Schon auf der Abschiedsfeier unserer Tochter hat Fabio, der ein sehr offener und lebenslustiger Typ ist, ein paar Leute kennengelernt und war fortan auch viel allein unterwegs. Mit seinen 17 Jahren war er schon sehr selbstständig, hat sich aber auch stets an unsere Absprachen gehalten. So war er sofort in unseren Familienalltag integriert und auch die Sprachbarriere war schnell überwunden. Durch seine Vorkenntnisse hat er von Anfang an viel verstanden, was wir jedoch schnell überschätzt haben, denn unsere Wortspiele verstand er noch nicht, hat sich aber nicht getraut, es zu sagen. Da wir aber schon bald auf einer sehr persönlichen und vertrauensvollen Ebene miteinander sprechen konnten, ließen sich kleine Missverständnisse von Beginn an aus der Welt schaffen und nach einem Jahr hat Fabio fast akzentfrei Deutsch gesprochen. Wir haben auch sehr intime Gespräche geführt und viel über das Leben und Probleme des anderen erfahren. Für mich waren die Gespräche sehr wichtig, denn so konnte ich Fabio viel besser verstehen und auf seine Bedürfnisse eingehen. Ich habe nie Erwartungen an Fabio gehabt, dass er etwas so und so machen muss, und ich denke, durch dieses gegenseitige Kennenlernen und aufeinander Einlassen hat unser Zusammenleben so gut funktioniert. In dem Jahr, in dem er bei uns gelebt hat, habe auch ich mich persönlich weiterentwickelt und habe eine neue Gelassenheit angenommen, die ich jetzt auch bei meinem eigenen Kind verspüre.

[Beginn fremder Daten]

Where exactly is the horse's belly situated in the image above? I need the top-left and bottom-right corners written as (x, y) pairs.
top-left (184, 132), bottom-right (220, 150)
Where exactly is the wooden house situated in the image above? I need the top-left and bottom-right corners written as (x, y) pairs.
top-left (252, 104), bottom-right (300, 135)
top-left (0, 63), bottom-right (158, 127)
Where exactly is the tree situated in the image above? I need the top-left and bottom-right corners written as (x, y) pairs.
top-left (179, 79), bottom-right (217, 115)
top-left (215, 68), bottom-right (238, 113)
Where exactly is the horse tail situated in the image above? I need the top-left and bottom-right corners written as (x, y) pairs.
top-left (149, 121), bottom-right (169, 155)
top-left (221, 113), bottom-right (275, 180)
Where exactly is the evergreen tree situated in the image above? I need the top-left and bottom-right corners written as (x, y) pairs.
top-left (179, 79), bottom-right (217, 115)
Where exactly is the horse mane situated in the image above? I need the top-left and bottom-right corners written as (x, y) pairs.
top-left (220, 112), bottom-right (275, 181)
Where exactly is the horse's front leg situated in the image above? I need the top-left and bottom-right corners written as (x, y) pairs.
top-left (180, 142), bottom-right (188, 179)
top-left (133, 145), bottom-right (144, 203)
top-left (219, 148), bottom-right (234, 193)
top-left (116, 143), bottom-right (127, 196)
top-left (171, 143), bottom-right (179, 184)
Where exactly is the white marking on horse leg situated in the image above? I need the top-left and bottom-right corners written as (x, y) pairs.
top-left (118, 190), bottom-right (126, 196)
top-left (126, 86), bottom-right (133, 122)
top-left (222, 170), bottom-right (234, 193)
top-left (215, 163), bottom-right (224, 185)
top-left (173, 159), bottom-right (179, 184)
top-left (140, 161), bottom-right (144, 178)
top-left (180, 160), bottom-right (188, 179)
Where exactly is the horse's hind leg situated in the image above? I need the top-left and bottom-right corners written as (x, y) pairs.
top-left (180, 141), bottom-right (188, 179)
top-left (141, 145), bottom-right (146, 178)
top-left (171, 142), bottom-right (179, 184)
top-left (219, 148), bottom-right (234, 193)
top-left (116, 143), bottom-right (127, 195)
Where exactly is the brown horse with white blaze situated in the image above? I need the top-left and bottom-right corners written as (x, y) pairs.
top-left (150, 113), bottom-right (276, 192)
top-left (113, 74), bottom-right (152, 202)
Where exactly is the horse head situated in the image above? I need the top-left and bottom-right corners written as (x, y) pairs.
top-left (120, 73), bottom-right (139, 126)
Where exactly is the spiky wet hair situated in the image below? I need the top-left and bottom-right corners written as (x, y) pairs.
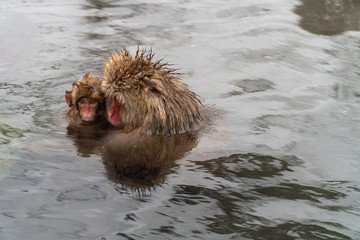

Abschied - aber nicht für immer!
Der Abschied kam schließlich schneller als erwartet und war für uns alle sehr traurig. Fabio wollte gar nicht gehen und hätte am Flughafen fast noch seinen Check-in verpasst. Glücklicherweise ist die Schweiz nicht sehr weit entfernt und so steht schon fest, wo unser nächster Urlaub hingeht.
Alles in allem war dieses Jahr eine tolle Erfahrung für uns. Fabio ist ein Bestandteil unserer Familie geworden und auch Wochen, nachdem er weg war, haben mich Leute aus unserem Ort gefragt, wo denn der nette Junge sei, der immer alle so freundlich gegrüßt hat.